The technique of erasure coding first breaks up the original data into k pieces, then treats those pieces as vectors in a Galois field (GF) and generates shares by multiplying the pieces by random coefficients and adding them together. Erasure coding can also be performed by treating the pieces as vectors modulo a prime number. For simplicity, the erasure coding described below uses Galois fields. A share then comprises the result of that computation along with the random coefficients. The randomness of the coefficients causes there to be some chance of the original data being non-recoverable, essentially equal to the reciprocal of the number of elements of the Galois field being used. For storage purposes, a Galois field of size 232 or 264 (corresponding to treating sections of 4 and 8 bytes respectively as individual units) is a reasonable tradeoff between computational overhead and likelihood of data being non-recoverable by chance, being extremely unlikely with 232 and essentially impossible with 264.
The above technique faces limitations when used for distributed storage over the Internet. For Internet storage, the scarce resource is bandwidth, and the storage capacity of the end nodes is essentially infinite (or at least cheap enough to not be a limiting factor), resulting in a situation where the limiting factor on any storage is the amount of bandwidth to send it.

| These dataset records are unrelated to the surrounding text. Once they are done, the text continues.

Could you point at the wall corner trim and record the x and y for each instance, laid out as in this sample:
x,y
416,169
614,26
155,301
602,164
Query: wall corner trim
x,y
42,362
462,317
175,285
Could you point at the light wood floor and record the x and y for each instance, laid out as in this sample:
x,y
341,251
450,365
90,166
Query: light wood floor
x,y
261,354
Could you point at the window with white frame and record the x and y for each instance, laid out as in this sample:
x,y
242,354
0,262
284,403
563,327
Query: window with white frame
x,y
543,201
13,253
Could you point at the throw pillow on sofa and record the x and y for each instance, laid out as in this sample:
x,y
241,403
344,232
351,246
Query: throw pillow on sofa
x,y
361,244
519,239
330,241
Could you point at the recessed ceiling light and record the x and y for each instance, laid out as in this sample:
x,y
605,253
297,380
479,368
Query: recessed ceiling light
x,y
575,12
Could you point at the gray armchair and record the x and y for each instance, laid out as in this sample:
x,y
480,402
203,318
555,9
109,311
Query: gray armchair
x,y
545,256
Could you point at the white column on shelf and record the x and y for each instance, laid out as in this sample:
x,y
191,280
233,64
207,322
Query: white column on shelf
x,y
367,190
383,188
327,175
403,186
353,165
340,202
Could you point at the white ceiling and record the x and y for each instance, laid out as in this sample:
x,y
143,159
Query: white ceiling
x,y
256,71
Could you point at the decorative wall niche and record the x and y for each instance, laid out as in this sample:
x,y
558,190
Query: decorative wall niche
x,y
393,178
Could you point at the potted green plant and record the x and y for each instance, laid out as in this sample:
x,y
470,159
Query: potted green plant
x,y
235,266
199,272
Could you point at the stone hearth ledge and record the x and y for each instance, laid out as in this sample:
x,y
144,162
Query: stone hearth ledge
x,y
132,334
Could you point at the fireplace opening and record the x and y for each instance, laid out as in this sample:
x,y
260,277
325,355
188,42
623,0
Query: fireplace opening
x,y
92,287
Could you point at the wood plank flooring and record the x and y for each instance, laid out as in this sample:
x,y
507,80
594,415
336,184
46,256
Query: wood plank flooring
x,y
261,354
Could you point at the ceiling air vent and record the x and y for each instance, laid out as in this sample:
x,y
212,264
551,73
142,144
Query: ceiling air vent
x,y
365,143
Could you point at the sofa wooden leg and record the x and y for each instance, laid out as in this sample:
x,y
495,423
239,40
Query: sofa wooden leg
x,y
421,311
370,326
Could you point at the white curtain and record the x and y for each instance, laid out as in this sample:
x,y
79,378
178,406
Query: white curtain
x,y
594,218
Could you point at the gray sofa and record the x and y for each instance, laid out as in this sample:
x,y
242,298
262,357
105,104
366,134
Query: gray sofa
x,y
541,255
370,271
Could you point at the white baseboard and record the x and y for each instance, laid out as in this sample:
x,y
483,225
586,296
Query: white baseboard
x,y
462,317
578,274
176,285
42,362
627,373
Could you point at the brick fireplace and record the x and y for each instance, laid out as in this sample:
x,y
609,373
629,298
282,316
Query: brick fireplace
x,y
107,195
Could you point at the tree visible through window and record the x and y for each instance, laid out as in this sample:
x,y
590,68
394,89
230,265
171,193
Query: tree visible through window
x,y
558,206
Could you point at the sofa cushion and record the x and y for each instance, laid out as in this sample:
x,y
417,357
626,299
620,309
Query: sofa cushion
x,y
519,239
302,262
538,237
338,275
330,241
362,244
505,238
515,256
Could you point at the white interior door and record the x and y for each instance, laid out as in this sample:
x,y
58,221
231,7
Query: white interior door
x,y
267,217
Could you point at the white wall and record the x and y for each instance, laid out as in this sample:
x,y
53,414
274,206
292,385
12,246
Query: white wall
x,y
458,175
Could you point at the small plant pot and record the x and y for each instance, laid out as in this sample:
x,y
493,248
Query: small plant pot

For initial storage, this results in a very similar model to one where the limiting factor is storage capacity; there is a one-to-one replacement of bandwidth for storage. But after initial storage, significant bandwidth resources can be consumed for replacing failed storage media (and all storage media eventually fails). Typically when redundant storage is being done locally, e.g., in a local area network, a full recovery of the original data for the shares held by failed media is performed and stored transiently, then new shares are created and stored on another piece of media, and the transient complete copy is then thrown away. To do the same thing across the Internet would require retrieving k shares from the various remaining storage media, reconstructing the original data, generating a new k shares, and sending the shares to the storage media (including the replacement storage media). This requires 2 k times the size of the share being used in bandwidth over the Internet, which becomes rapidly unacceptable as k gets large.
Simply storing multiple copies of the data does a better job of avoiding usage of bandwidth, but has much worse reliability properties and has wastage of its own on the scale of n, since as more copies of something need to be held, more bandwidth gets used as those copies go bad.